In an interview in America in the early seventies Bolan spoke of his grand conceptual epic Children of Rarn loosely based on his 1968 writings and more properly conceived during 1970 but that had been shelved.

"It's a pretty historic story," he continued, "which was gonna be the album before Electric Warrior, a science-fiction album.

"It's about prehistoric earth before the dinosaurs were heavy creatures," he'd tell anyone who'd listen.

"There were two races of people then, the Peacelings and the Dworns. Now the Dwoms were soulless people, very bestial. Dworn is actually a two-sided word — it's a man, but it's also a machine, which in fact was a prehistoric motorbike which worked on solar power. It has solid ivory wheels, a golden base and two gazelle horns to steer it. It could go about 800mph. Anyway, there were a lot of these creatures called the Lithons ..." And so the saga continued.

"It was going to be our Tommy, our Sgt Pepper, our big rock opera," recalls producer Tony Visconti, who got 15 minutes of the project's key elements down on tape some time during 1971.
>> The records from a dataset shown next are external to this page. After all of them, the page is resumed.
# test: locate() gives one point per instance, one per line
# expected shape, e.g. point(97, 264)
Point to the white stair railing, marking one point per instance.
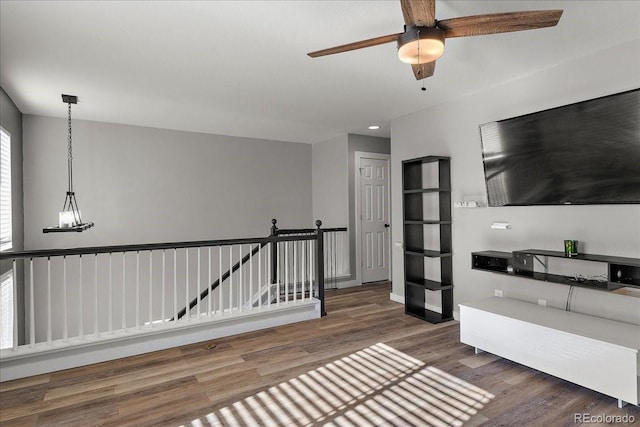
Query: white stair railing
point(84, 295)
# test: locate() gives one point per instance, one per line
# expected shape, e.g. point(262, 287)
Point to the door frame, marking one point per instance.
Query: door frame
point(359, 155)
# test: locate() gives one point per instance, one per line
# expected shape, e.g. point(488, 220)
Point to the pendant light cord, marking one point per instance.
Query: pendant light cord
point(419, 64)
point(70, 154)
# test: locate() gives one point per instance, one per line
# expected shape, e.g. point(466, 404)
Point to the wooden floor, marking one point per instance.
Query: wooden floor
point(292, 375)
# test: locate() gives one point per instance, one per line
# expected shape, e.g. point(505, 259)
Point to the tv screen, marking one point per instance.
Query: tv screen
point(582, 153)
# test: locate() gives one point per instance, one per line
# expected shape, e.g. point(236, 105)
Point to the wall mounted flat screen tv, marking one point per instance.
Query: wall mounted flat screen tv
point(582, 153)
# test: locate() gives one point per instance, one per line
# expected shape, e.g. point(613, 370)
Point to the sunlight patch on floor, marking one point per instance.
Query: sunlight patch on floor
point(373, 387)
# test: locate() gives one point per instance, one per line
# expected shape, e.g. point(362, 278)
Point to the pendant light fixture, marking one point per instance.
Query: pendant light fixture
point(69, 219)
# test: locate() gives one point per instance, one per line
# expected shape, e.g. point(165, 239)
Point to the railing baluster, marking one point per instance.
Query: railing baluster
point(124, 291)
point(199, 288)
point(151, 289)
point(278, 252)
point(311, 263)
point(137, 289)
point(95, 295)
point(175, 285)
point(186, 284)
point(286, 272)
point(259, 276)
point(268, 278)
point(32, 315)
point(295, 269)
point(210, 297)
point(80, 300)
point(15, 307)
point(220, 301)
point(49, 326)
point(65, 326)
point(251, 278)
point(240, 293)
point(110, 321)
point(164, 292)
point(230, 279)
point(290, 253)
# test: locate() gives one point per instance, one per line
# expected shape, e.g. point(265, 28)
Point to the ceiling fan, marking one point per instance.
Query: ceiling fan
point(422, 42)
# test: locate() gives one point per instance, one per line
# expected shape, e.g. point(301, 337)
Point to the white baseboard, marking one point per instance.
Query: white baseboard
point(64, 357)
point(396, 298)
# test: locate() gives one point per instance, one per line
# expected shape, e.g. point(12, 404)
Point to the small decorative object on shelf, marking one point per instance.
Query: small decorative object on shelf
point(570, 248)
point(425, 207)
point(69, 219)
Global Glam and Popular Music


In the book Global Glam and Pop Music Alison Blair writes about Marc Bolan. She says of Beard of Stars that it is subtitled "Some Lore from the Books of Agadinmar." and this title

frames the entire album as a repro-duction of fragments from an ancient spiritual work, which is, in itself, Bolan's own invention. The "existence" of this fictional work, then, sets up an entirely Bolan-created fantasy world. The inner sleeve of the record features a photograph of Bolan's own statuette of the Greek god Pan and is dedicated to "the Priests of Peace, all the Shepherds and Horse Lords and my Imperial Lore Liege - the King of the Rumbling Spires." Throughout, the album features references to the sun and moon, the woodlands, the earth, mountains, sea, wind, stars, and sky and includes Bolan's own mythical creation, the "Dworn" (a fighting machine mentioned in the song "Dragon's Ear"). The Dworn, the sleeve notes explain, is a "machinery of war, a bronze frame with wheels of white ivory and horns of a gazelle for steering, so sayeth Agadinmar," Bolan's own fantasy invention in a narrative of good versus evil, which is, as [Fredric] Jameson notes, a trope of the fantasy genre that reflects (in a particularly escapist way) the ideological struggles of the present.